A Comprehensive Framework for Quadrature Spatial Modulation in Generalized Fading Scenarios

Abstract

In this paper, we present a comprehensive framework for quadrature spatial modulation (QSM) in generalized fading channels. In particular, the performance analysis of QSM systems in the presence of imperfect channel knowledge and under correlated fading channels is presented. A simple and closed-form expression for the pairwise error probability (PEP) is provided. Based on the obtained PEP, a closed-form upper bound expression for the average bit error probability (BEP) is obtained. The analysis is unified in the sense that it is applicable for any fading channel once its envelope and phase distributions are available.
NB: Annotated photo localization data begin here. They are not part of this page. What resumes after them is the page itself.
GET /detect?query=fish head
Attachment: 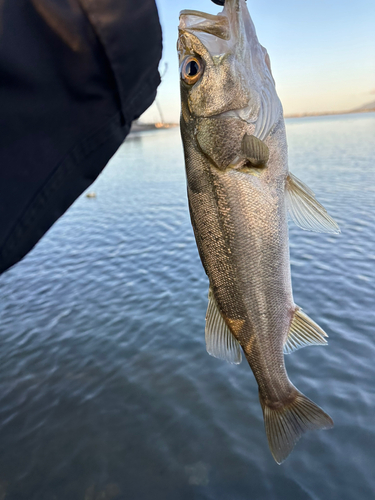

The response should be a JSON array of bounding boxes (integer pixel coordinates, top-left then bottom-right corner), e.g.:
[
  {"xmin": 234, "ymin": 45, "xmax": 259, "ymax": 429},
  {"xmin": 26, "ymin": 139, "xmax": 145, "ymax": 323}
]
[{"xmin": 178, "ymin": 0, "xmax": 282, "ymax": 141}]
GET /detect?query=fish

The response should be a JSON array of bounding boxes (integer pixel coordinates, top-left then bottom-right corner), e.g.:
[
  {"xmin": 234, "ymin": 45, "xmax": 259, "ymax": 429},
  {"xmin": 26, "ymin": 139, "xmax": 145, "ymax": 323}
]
[{"xmin": 178, "ymin": 0, "xmax": 340, "ymax": 464}]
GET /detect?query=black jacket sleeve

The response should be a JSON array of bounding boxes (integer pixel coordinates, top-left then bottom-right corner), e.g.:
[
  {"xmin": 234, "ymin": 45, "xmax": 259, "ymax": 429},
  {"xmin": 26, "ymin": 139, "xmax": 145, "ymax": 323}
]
[{"xmin": 0, "ymin": 0, "xmax": 162, "ymax": 275}]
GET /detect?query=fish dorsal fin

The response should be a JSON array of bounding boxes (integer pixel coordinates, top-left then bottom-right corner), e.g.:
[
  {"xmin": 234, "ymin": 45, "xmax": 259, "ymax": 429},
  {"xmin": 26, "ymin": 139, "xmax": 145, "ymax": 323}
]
[
  {"xmin": 241, "ymin": 134, "xmax": 269, "ymax": 167},
  {"xmin": 284, "ymin": 307, "xmax": 328, "ymax": 355},
  {"xmin": 285, "ymin": 173, "xmax": 340, "ymax": 234},
  {"xmin": 205, "ymin": 288, "xmax": 242, "ymax": 364}
]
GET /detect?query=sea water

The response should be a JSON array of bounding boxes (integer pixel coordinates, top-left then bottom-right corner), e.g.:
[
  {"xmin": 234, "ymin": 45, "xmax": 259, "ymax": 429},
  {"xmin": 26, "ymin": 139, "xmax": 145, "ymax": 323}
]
[{"xmin": 0, "ymin": 113, "xmax": 374, "ymax": 500}]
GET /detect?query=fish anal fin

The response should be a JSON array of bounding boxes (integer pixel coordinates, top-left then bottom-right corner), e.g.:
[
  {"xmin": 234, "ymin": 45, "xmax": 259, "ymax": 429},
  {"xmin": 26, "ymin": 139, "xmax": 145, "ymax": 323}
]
[
  {"xmin": 285, "ymin": 173, "xmax": 340, "ymax": 234},
  {"xmin": 259, "ymin": 389, "xmax": 334, "ymax": 464},
  {"xmin": 205, "ymin": 288, "xmax": 242, "ymax": 365},
  {"xmin": 284, "ymin": 307, "xmax": 328, "ymax": 355}
]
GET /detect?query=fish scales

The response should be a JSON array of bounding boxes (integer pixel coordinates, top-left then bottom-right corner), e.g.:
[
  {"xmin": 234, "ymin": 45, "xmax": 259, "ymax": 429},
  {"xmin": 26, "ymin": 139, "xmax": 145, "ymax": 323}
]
[
  {"xmin": 178, "ymin": 0, "xmax": 339, "ymax": 463},
  {"xmin": 192, "ymin": 125, "xmax": 292, "ymax": 395}
]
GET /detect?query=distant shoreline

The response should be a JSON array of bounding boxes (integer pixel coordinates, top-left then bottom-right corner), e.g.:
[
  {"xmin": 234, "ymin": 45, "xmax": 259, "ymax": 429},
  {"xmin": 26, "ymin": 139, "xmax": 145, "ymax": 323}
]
[{"xmin": 284, "ymin": 108, "xmax": 375, "ymax": 119}]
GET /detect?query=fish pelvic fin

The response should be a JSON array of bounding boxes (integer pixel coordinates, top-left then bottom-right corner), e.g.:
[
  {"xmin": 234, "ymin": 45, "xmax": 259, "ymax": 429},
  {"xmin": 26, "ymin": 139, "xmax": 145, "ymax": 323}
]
[
  {"xmin": 284, "ymin": 307, "xmax": 328, "ymax": 355},
  {"xmin": 285, "ymin": 173, "xmax": 340, "ymax": 234},
  {"xmin": 259, "ymin": 389, "xmax": 333, "ymax": 464},
  {"xmin": 205, "ymin": 288, "xmax": 242, "ymax": 365}
]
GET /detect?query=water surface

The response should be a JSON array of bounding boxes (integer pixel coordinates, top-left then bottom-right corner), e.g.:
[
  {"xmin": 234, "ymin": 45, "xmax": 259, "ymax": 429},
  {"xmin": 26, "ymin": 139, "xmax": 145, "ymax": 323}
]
[{"xmin": 0, "ymin": 113, "xmax": 374, "ymax": 499}]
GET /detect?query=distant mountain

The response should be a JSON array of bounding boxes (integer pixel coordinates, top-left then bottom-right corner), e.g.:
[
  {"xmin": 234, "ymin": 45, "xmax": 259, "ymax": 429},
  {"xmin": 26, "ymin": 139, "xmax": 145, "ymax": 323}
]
[{"xmin": 352, "ymin": 100, "xmax": 375, "ymax": 112}]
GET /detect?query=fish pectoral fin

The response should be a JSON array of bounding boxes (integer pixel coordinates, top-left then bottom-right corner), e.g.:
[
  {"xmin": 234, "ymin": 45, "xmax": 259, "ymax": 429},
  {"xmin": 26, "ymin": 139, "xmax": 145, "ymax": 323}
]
[
  {"xmin": 285, "ymin": 173, "xmax": 340, "ymax": 234},
  {"xmin": 259, "ymin": 388, "xmax": 333, "ymax": 464},
  {"xmin": 241, "ymin": 134, "xmax": 269, "ymax": 167},
  {"xmin": 205, "ymin": 288, "xmax": 242, "ymax": 365},
  {"xmin": 284, "ymin": 307, "xmax": 328, "ymax": 355}
]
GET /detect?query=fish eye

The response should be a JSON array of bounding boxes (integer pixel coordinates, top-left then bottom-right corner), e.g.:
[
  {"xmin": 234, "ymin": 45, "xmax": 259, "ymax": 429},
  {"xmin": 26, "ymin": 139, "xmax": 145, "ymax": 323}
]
[{"xmin": 181, "ymin": 56, "xmax": 204, "ymax": 85}]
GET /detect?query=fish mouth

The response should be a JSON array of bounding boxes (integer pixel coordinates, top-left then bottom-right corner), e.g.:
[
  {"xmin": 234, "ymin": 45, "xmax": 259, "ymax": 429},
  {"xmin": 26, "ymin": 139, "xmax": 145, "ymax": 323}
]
[
  {"xmin": 179, "ymin": 10, "xmax": 230, "ymax": 40},
  {"xmin": 179, "ymin": 9, "xmax": 232, "ymax": 58}
]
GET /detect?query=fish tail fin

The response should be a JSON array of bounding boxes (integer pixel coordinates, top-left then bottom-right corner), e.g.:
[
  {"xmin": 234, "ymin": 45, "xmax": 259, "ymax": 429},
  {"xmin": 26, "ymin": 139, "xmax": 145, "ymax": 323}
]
[{"xmin": 259, "ymin": 388, "xmax": 333, "ymax": 464}]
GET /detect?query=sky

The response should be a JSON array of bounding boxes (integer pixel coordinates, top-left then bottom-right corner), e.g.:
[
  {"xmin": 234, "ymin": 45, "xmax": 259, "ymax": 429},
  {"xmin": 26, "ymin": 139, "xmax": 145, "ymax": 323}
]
[{"xmin": 141, "ymin": 0, "xmax": 375, "ymax": 123}]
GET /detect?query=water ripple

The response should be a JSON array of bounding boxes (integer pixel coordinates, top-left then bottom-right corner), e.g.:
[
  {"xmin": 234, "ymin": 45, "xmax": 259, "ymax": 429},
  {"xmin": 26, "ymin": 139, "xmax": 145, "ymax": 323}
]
[{"xmin": 0, "ymin": 115, "xmax": 374, "ymax": 499}]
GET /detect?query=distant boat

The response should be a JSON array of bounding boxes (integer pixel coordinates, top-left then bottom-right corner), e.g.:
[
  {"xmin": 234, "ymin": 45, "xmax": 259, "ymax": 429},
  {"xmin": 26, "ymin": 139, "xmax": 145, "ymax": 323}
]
[
  {"xmin": 128, "ymin": 64, "xmax": 179, "ymax": 135},
  {"xmin": 129, "ymin": 121, "xmax": 158, "ymax": 133},
  {"xmin": 129, "ymin": 120, "xmax": 178, "ymax": 135}
]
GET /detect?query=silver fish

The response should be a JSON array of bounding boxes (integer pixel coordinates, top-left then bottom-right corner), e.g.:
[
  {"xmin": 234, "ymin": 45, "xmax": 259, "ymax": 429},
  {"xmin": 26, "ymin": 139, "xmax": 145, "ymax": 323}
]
[{"xmin": 178, "ymin": 0, "xmax": 340, "ymax": 464}]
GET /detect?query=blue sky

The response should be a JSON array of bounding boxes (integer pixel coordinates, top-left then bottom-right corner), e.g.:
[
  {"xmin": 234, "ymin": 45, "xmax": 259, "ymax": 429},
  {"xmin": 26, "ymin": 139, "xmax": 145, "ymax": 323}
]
[{"xmin": 141, "ymin": 0, "xmax": 375, "ymax": 123}]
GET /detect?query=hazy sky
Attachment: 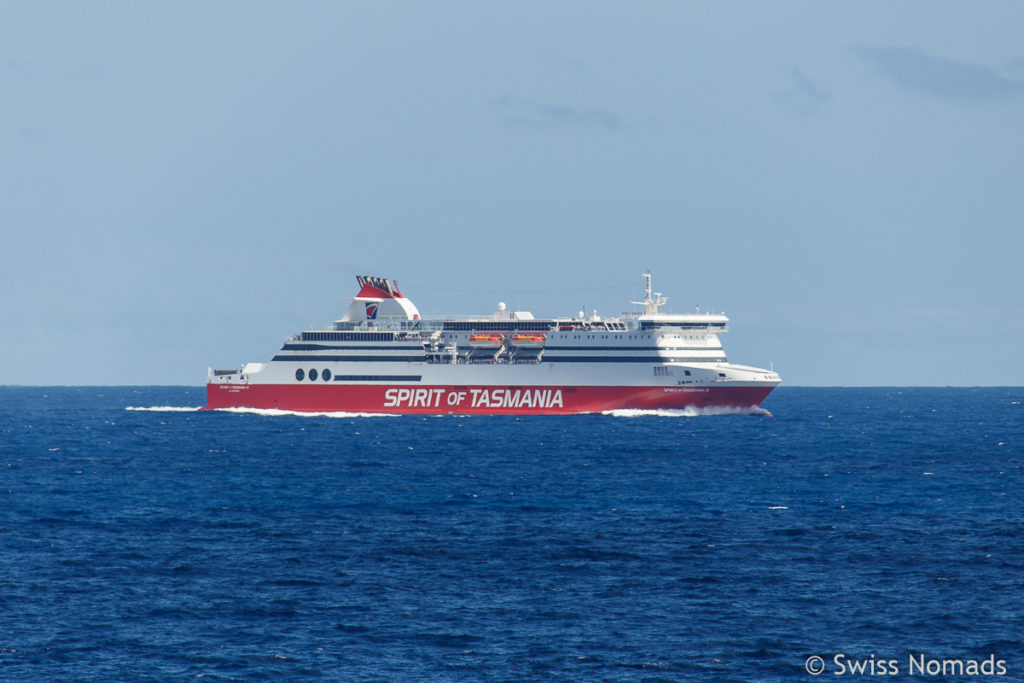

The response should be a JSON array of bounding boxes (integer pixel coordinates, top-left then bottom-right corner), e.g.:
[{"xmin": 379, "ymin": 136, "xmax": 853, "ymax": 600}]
[{"xmin": 2, "ymin": 2, "xmax": 1022, "ymax": 385}]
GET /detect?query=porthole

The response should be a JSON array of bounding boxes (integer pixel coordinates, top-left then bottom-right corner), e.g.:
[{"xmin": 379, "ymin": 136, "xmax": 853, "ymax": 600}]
[
  {"xmin": 322, "ymin": 368, "xmax": 332, "ymax": 381},
  {"xmin": 295, "ymin": 368, "xmax": 305, "ymax": 381},
  {"xmin": 309, "ymin": 368, "xmax": 319, "ymax": 381}
]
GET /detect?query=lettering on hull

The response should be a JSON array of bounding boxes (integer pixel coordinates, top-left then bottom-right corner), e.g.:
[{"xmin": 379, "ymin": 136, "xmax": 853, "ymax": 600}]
[{"xmin": 383, "ymin": 387, "xmax": 564, "ymax": 410}]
As such, different generalized fading distribution models, namely, $\eta $ – $\mu $ , $\kappa $ – $\mu $ , and $\alpha $ – $\mu $ distributions, are considered. The obtained results clearly show the influence of the fading parameters on the average BEP. In the case of the $\alpha $ – $\mu $ fading channels, increasing $\alpha $ has larger negative impact on the average BEP compared with increasing $\mu $ . For the $\kappa $ – $\mu $ channels, increasing $\mu $ results in increasing the average BEP dramatically when compared with increasing $\kappa $ . In the same context, in $\eta $ – $\mu $ fading channels, as $\mu $ increases the average BEP degrades whereas increasing $\eta $ slightly improves the average BEP. In addition, it is demonstrated that transmit-antenna correlation significantly deteriorate the average BEP when compared with receive-antenna correlation.